Legal Question in Wills and Trusts in Georgia
there are four brothers who are to be left 100,000 each at their fathers death. Before this happens two of the brothers die. The other two brothers have now inherited the first two brothers money instead of
passing this money down to the deceased brother's children. By law is there anything that the children of the deceased can do?
2 Answers from Attorneys
Maybe no. Maybe yes. You left out every detail that would possibly enable anyone to answer.
How was this money left? Via will? Pension with designated beneficiaries? Insurance policy? Intestate succession? 401K?
If there was a will, was it left per stirpes or per capita?
Since you left all that out, no one here can possibly answer you.

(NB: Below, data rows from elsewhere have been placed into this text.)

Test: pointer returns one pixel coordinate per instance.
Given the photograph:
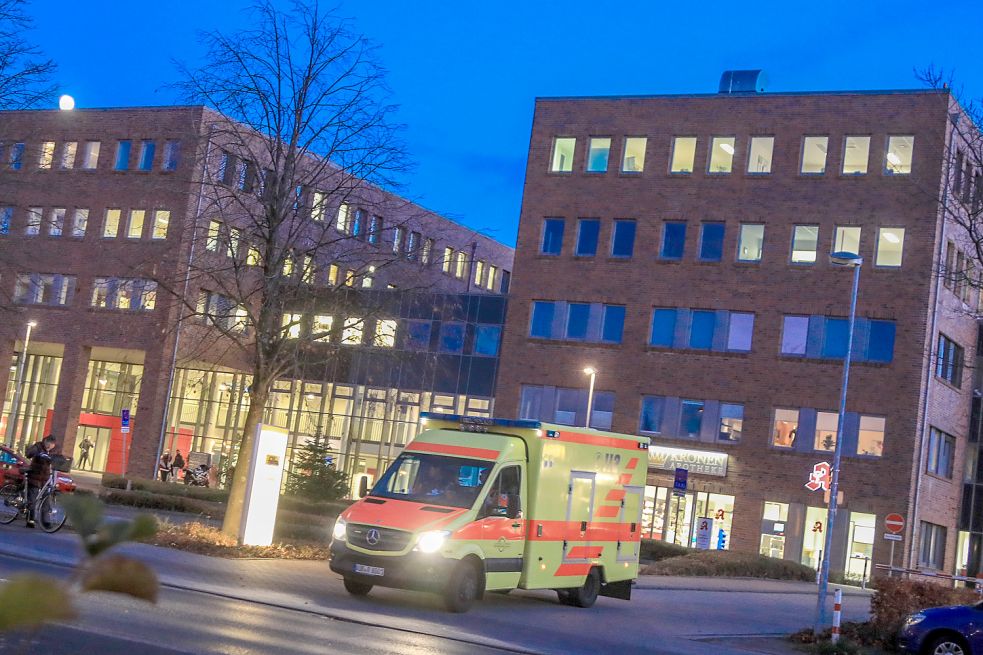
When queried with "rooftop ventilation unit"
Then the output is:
(743, 81)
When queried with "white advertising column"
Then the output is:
(263, 485)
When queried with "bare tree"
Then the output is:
(25, 75)
(300, 148)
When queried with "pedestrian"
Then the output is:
(84, 449)
(178, 465)
(37, 474)
(164, 465)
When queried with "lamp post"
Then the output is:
(855, 261)
(18, 385)
(590, 391)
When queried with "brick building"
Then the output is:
(680, 246)
(94, 201)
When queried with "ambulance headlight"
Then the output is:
(340, 530)
(431, 542)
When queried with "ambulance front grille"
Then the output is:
(385, 539)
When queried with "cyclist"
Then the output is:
(37, 474)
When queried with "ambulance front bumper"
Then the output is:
(415, 570)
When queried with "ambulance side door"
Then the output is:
(503, 527)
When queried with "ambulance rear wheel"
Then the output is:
(586, 595)
(463, 588)
(356, 588)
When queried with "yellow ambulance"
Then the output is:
(475, 504)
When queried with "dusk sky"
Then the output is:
(466, 74)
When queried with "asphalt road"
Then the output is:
(209, 605)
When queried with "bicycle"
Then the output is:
(48, 513)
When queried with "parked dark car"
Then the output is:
(944, 631)
(12, 465)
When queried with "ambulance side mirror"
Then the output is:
(515, 506)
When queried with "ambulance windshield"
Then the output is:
(434, 479)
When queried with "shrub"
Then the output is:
(732, 564)
(896, 598)
(654, 550)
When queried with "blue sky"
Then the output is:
(465, 74)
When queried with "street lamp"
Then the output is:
(855, 261)
(590, 391)
(18, 385)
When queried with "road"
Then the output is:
(211, 605)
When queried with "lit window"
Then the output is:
(846, 239)
(57, 221)
(47, 157)
(351, 333)
(785, 428)
(214, 233)
(597, 154)
(633, 159)
(805, 240)
(291, 323)
(385, 334)
(162, 218)
(731, 422)
(814, 150)
(890, 244)
(795, 332)
(856, 153)
(110, 228)
(90, 155)
(870, 441)
(563, 148)
(722, 154)
(673, 240)
(760, 154)
(122, 156)
(826, 423)
(751, 241)
(34, 218)
(587, 232)
(68, 152)
(134, 229)
(146, 159)
(712, 242)
(321, 328)
(899, 151)
(80, 222)
(683, 154)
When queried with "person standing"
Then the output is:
(84, 449)
(164, 466)
(178, 465)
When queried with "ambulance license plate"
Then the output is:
(369, 570)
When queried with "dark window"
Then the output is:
(587, 231)
(613, 324)
(949, 364)
(542, 320)
(623, 240)
(486, 339)
(673, 240)
(712, 242)
(452, 337)
(418, 335)
(578, 315)
(663, 327)
(552, 236)
(701, 331)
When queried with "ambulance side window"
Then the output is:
(506, 485)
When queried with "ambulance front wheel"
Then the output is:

Try re-posting but include all of the above information.
Attorney Ashman is right. Is there a will or not? Your question suggests that the inheritance is in the future and that the brothers died before the person who left the inheritance. In such case, I don't understand why the children of the dead brothers get nothing.
The person who will leave the inheritance can make a new will (if he/she does not have one or if the old will is outdated by virtue of the death of the brothers) or change the beneficiary designations. If the person passed away already, then the question becomes whether the person had a will and whether the two brothers died before the person who made the will (your question suggests they did).

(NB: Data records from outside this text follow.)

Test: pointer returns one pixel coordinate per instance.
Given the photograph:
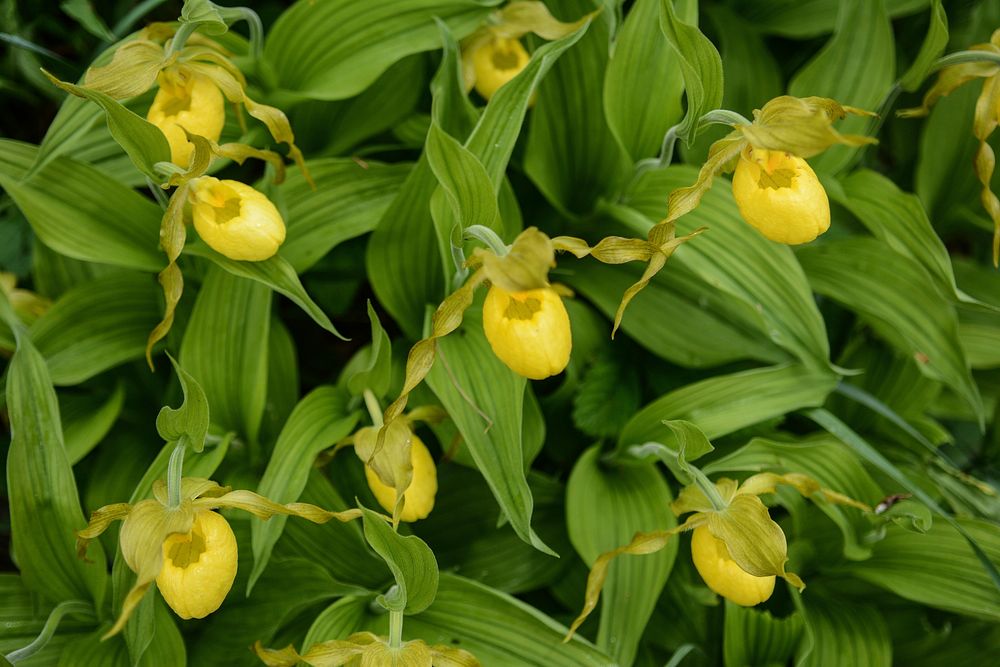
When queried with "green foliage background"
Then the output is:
(869, 359)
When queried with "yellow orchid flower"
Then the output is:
(235, 219)
(364, 648)
(188, 549)
(985, 120)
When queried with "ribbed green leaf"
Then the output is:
(842, 634)
(727, 403)
(348, 201)
(856, 67)
(79, 212)
(333, 50)
(896, 296)
(275, 273)
(753, 637)
(485, 400)
(643, 83)
(42, 495)
(97, 326)
(734, 258)
(605, 506)
(225, 346)
(937, 568)
(571, 154)
(319, 421)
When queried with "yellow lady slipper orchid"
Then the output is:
(529, 331)
(778, 194)
(199, 567)
(187, 101)
(721, 573)
(235, 219)
(496, 63)
(419, 499)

If the assets passed by a beneficiary designated asset, look at that instrument. If this was via will, then look at the will. If the brothers died before the person who made the will (or if they did not live long enough to meet any survivorship requirement) then what, if anything does the will say? Most states have anti-lapse statutes whereby the children of the deceased parent (the brothers) can inherit the parent's share. Some states require the children be lineal descendants of the prson who made the will. I don't know where the person who may have died lived so I cannot cite to the law of a particular state. However, if there was no will then the anti-lapse statute would apply and the property would go to the surviving brothers and the children of the deceased brothers.

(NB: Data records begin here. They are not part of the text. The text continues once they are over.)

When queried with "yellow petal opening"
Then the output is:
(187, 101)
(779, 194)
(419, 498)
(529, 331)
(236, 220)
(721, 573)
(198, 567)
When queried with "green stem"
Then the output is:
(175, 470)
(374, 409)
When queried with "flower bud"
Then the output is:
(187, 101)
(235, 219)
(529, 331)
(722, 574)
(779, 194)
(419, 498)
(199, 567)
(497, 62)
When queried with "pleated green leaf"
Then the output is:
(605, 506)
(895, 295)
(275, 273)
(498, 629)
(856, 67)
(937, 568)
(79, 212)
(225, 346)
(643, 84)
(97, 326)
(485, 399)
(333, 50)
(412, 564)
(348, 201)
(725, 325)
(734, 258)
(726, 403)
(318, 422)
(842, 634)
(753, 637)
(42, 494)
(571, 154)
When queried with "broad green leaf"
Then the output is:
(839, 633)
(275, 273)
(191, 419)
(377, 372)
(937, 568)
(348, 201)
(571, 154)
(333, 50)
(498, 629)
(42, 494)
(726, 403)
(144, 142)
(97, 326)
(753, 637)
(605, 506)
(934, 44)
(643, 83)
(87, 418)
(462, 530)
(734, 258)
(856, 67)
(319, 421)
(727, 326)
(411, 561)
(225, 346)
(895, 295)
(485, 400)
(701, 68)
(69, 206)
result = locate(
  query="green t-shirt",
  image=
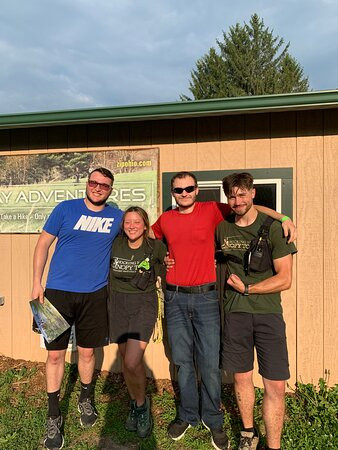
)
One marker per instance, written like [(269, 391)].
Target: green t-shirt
[(125, 261), (234, 242)]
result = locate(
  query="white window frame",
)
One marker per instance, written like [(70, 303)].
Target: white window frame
[(218, 184)]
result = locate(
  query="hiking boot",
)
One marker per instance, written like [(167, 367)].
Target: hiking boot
[(143, 418), (88, 413), (177, 429), (54, 437), (131, 422), (248, 440), (219, 439)]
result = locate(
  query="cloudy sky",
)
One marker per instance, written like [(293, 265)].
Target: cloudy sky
[(70, 54)]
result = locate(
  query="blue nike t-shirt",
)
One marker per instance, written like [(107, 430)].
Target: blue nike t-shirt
[(80, 262)]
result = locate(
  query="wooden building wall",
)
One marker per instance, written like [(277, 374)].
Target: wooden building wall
[(307, 141)]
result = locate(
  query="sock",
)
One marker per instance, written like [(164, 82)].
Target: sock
[(86, 390), (53, 403)]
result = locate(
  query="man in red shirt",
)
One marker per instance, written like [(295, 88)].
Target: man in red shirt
[(192, 305)]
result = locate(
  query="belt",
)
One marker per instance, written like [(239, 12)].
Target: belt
[(199, 289)]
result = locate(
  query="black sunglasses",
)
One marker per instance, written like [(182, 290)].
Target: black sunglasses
[(94, 184), (187, 189)]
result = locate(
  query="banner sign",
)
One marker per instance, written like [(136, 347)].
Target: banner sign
[(32, 185)]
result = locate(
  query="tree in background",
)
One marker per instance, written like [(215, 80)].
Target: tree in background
[(249, 61)]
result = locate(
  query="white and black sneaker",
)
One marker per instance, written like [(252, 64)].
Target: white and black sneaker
[(88, 413), (54, 438)]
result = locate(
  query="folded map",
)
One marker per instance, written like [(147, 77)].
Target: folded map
[(48, 319)]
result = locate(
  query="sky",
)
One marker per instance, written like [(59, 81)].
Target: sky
[(72, 54)]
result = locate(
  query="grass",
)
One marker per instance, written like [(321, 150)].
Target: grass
[(310, 424)]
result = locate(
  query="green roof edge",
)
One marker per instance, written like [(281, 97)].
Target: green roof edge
[(197, 108)]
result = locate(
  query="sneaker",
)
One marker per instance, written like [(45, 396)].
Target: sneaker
[(131, 422), (144, 420), (54, 437), (88, 413), (248, 440), (177, 429), (219, 439)]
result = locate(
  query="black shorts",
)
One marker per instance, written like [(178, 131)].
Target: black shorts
[(87, 311), (244, 331), (132, 316)]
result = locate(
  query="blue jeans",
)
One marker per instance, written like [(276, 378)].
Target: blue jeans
[(193, 322)]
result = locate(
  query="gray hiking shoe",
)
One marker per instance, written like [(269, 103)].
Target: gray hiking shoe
[(248, 440), (144, 420), (88, 413), (219, 439), (54, 438), (131, 422)]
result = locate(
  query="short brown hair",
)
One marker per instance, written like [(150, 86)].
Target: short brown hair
[(243, 180), (182, 175), (103, 171), (144, 216)]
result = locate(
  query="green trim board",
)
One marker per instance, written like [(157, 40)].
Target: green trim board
[(197, 108), (284, 174)]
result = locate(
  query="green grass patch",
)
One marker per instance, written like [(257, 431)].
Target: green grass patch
[(310, 424)]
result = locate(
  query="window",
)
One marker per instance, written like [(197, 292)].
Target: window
[(273, 187)]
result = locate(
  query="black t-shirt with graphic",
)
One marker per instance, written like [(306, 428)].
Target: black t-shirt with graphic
[(125, 261)]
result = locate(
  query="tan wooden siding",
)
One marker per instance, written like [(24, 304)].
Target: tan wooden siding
[(305, 141)]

If the will used per stirpes language, the children of the dead brothers would also inherit if the will so directs. If the will used per capita language, then they might not. The children definitely would inherit if the will said something like "I leave $100,000 to each of the 4 brothers, but if any of the brothers die, their share shall be qually divided among the surviving brothers." In that case there is nothing that can be done. That was a decision made by the person who drafted the will and it was their choice.